Les enquêtes du commissaire Maigret se déroulent en immersion. La situation est exemplaire quand la nouvelle d’un crime l’appelle à l’extérieur de Paris. Dans une petite ville de la côte ouest. Sur un carrefour de routes où il y a trois maisons. Il n’y est jamais venu ou s’en souvient à peine. Il n’en ressortira pas avant que l’enquête ne soit terminée. Tant qu’il se trouvera sur place, il ne s’occupera d’aucune autre affaire. Et il n’y reviendra probablement jamais, ou dans bien longtemps, quand le souvenir du lieu, de cette énigme qu’il aura fini par résoudre, des personnages qu’il aura rencontrés à cette occasion, se sera presque effacé.

Et Georges Simenon lui-même, quand il se lance dans l’écriture d’un roman, le fait en commençant à la première ligne de ce que nous lirons, et il poursuit ainsi sans repentir, sans s’accorder presque aucun repos, ni travailler à un autre roman, ni seulement y songer, qu’il n’en soit venu à bout. Et nous-mêmes qui le lisons, nous procédons sans relâche, comme nous effectuerions la traversée d’un rêve dont au réveil nous ne nous souviendrons plus, et comme nous avons l’habitude de plonger dans l’obscurité d’une salle de cinéma pour regarder un film.

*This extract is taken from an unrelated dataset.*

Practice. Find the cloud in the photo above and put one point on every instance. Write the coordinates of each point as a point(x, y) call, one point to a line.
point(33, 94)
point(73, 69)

Garder chez soi un livre qu’on a lu, c’est se ménager la possibilité d’y revenir à tout moment, mais c’est surtout conserver une marque de ce qu’on a lu, objet matériel qui atteste du fait en même temps qu’il est capable d’éveiller le souvenir du contenu. Quand une jeune fille pénètre dans ta chambre pour la première fois, elle regarde la rangée de livres alignés sur une étagère au-dessus de ton lit, et elle dit: «Tiens, je vois que tu aimes les romans policiers!», entendu que plusieurs Simenon et Agatha Christie se trouvent sur cette étagère où tu les as rangés avec les autres aussitôt après que tu les as lus, et où elle les effleure du bout du doigt. Et maintenant tu peux lui proposer de lui prêter un ou deux de ces petits volumes qu’elle emportera tout à l’heure quand elle quittera ta chambre. La nuit sera venue, elle arrangera sa tenue puis très vite elle glissera les livres dans son sac avant de filer dans l’escalier. Le livre que tu conserves témoigne de ce que tu l’as lu et, avec sa couverture illustrée, la façon qu’il a de s’ouvrir dans ta main, il te permet de retrouver aussitôt le souvenir de l’histoire qu’il contient, le lieu, les personnages. Voici qu’il s’ouvre dans ta main et un parfum s’en dégage, un esprit s’en libère, semblable au génie de la lampe d’Aladin, qui te rend aussitôt dans ses moindres détails l’histoire que tu croyais avoir oubliée, mais aussi bien l’heure, le lieu où tu l’as lue, l’état d’esprit dans lequel tu te trouvais alors, la couleur de ton âme et de tes sentiments (ceux que tu éprouves pour cette jeune fille, par exemple).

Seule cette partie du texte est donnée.